Grace Tully was born in Bayonne, New Jersey. Her father was a businessman and a loyalist to the Democratic Party. He died when she was young, and Tully and her two sisters and brother were raised by their mother. She received her secretarial education at the Grace Institute in New York and, after graduating, was appointed as secretary to Patrick Hayes, bishop of the Roman Catholic Archdiocese of New York.

In 1928, Grace Tully started to work for the Democratic National Committee and was assigned to assist Eleanor Roosevelt, who was organizing support for presidential nominee Al Smith. Later that year, when FDR was nominated for Governor of New York, Grace Tully went to work on his staff. After Roosevelt's successful election, Tully began serving as the assistant to Missy LeHand, who was Roosevelt's personal secretary in Roosevelt's office at Albany, New York. Tully was given the dictation and typing duties that Lehand disliked. Tully served with FDR for his four years as governor.
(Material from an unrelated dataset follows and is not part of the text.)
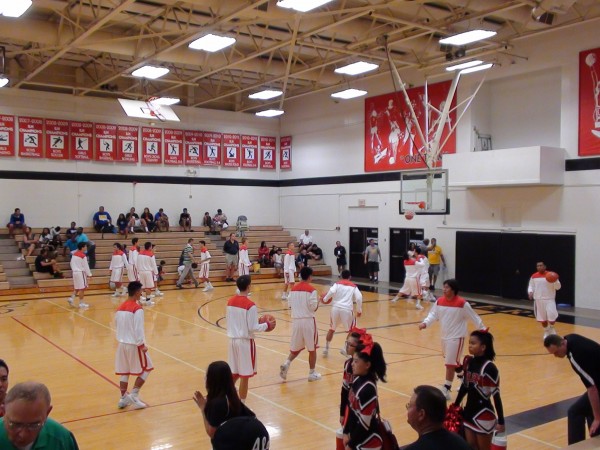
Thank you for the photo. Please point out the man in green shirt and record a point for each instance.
(26, 424)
Grace Tully moved to Washington, D.C., in 1933, when Roosevelt was elected president. Both she and Missy LeHand were important figures for FDR during his presidency. Tully frequently accompanied FDR on his trips to Hyde Park and Shangri-La (today called Camp David).
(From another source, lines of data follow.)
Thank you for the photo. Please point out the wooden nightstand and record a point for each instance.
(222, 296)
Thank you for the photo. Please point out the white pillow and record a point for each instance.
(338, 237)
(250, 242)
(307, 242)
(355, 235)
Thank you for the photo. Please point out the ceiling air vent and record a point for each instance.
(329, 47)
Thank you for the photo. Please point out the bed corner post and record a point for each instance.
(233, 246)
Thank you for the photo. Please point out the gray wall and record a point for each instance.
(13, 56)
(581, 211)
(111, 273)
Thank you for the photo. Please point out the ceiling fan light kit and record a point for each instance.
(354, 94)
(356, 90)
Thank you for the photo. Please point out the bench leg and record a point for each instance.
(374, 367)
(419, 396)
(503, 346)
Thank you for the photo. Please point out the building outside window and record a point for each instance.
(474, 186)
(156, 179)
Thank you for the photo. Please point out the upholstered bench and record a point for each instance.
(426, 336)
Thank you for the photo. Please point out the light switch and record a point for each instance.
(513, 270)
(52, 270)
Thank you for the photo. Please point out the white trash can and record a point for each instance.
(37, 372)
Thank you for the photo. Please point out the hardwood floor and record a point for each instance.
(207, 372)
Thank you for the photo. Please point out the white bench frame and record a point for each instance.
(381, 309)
When Missy LeHand suffered a stroke in 1941, Grace Tully took over her position as personal secretary to the President. Tully was not an intimate or romantic companion for Roosevelt in the same way as LeHand had been. She was working for the President at his "Little White House" in Warm Springs in April 1945 and was present at his death. Then she served as the Executive Secretary for the FDR Foundation. In 1949 she published her memoirs, FDR: My Boss. In 1955, she joined the staff of the Senate Democratic Policy Committee, working with Lyndon B. Johnson, the Senate Majority Leader at the time. She retired ten years later and died in 1984.